As output cuts fail to materialize, OPEC fears a prolonged period of market instability

As output cuts fail to materialize, OPEC fears a prolonged period of market instability

Emilio Fabio Torsello
Share
Oil producing countries report record output of crude, to the point that the Algiers agreement itself will have to be revised to include an additional 340,000 bpd in cuts

"Failure to jointly act with our non-OPEC colleagues and friends in accordance with the Algiers accord will further elongate this period of very low growth, this period of instability in the market, and will put forward, further, the re-balancing process," stated Mohammed Barkindo, secretary general of OPEC. His remarks were partly in reference to Russia, which he claims is "on board" for an output freeze deal, stating that "Top Russian officials have confirmed that Moscow will also join this agreement." However, last month Russia’s oil production hit a record high, adding another 500,000 bpd to its crude output, while OPEC members have collectively reached a record 33.5 million bpd.
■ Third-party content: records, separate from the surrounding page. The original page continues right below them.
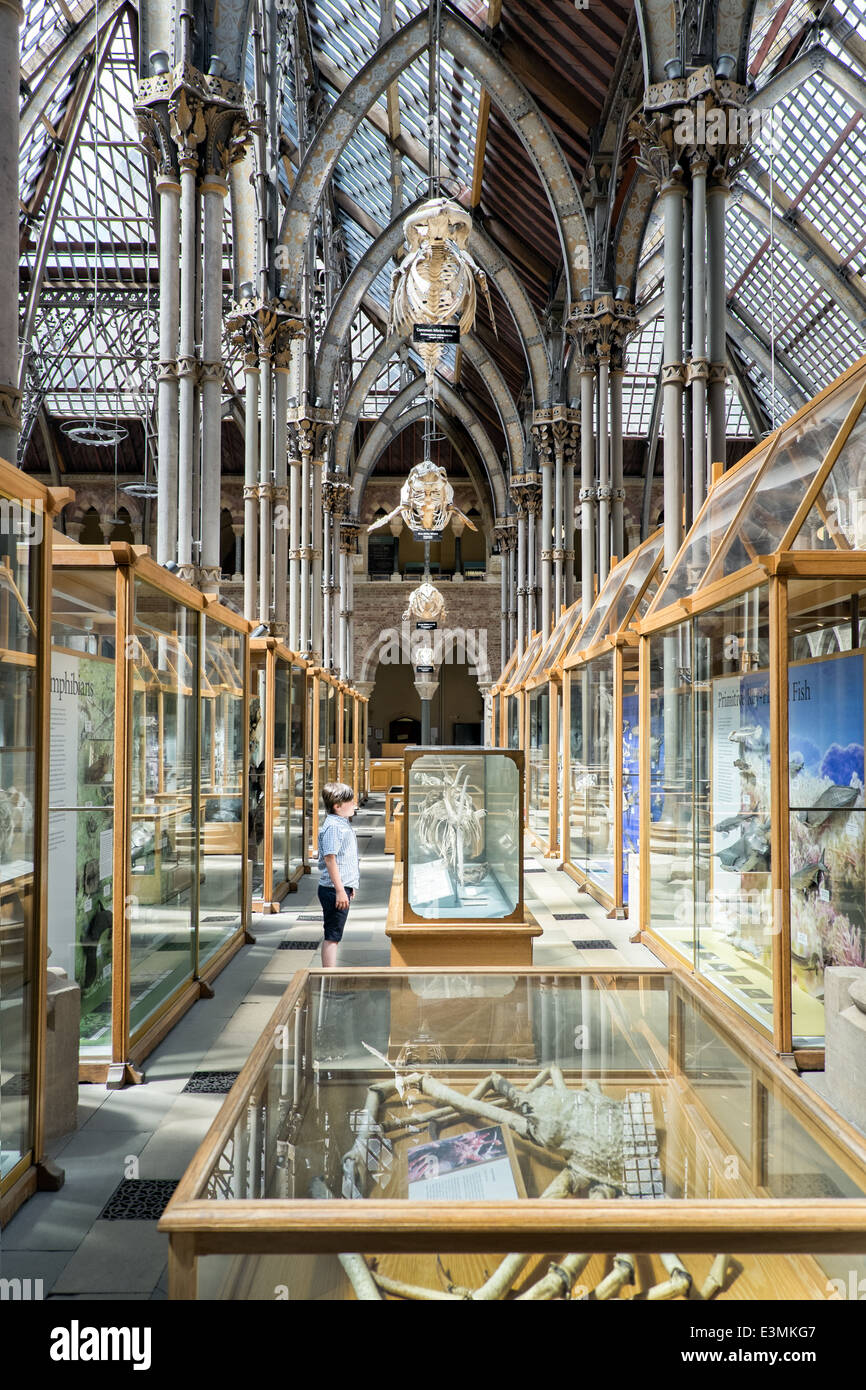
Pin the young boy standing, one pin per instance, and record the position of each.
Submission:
(339, 870)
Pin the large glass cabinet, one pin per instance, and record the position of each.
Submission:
(420, 1096)
(463, 841)
(149, 804)
(24, 756)
(277, 772)
(752, 733)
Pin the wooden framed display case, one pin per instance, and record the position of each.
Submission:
(25, 626)
(149, 804)
(544, 702)
(277, 772)
(499, 704)
(599, 733)
(462, 862)
(321, 1179)
(752, 677)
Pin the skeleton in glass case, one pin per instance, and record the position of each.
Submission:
(449, 823)
(583, 1129)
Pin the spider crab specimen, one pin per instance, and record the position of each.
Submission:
(435, 281)
(451, 824)
(583, 1127)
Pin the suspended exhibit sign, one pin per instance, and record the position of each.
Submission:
(435, 332)
(433, 291)
(427, 502)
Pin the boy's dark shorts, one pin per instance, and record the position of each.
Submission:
(335, 919)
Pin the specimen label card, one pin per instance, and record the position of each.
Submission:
(467, 1168)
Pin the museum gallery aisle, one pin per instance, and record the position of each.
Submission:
(149, 1133)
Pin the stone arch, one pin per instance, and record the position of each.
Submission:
(491, 260)
(392, 423)
(374, 78)
(495, 382)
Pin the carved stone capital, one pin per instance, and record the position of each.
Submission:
(673, 373)
(10, 406)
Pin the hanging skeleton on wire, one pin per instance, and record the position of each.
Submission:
(435, 281)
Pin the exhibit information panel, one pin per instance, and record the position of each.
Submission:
(709, 831)
(592, 1091)
(463, 836)
(81, 792)
(21, 553)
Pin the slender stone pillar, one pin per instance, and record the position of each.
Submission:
(250, 487)
(305, 439)
(266, 485)
(698, 371)
(10, 395)
(211, 373)
(603, 462)
(587, 492)
(617, 491)
(188, 367)
(716, 202)
(293, 546)
(673, 373)
(281, 487)
(168, 192)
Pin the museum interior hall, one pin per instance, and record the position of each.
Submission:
(433, 598)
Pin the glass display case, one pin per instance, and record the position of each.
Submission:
(24, 758)
(463, 841)
(277, 772)
(544, 699)
(148, 872)
(601, 786)
(752, 726)
(458, 1134)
Nigeria and Libya alone have injected an additional 500,000 bpd of crude oil into the market. This situation has caused the price of oil to drop 13% in the run-up to the US election, the result of which then provoked a further drop of 3.7%, eliminating any trace of the rallying following the announcement of the preliminary OPEC agreement in Algiers. In light of this recent rise in output, analysts believe that oil producer countries should now cut 340,000 bpd more than that provided for by the Algiers agreement.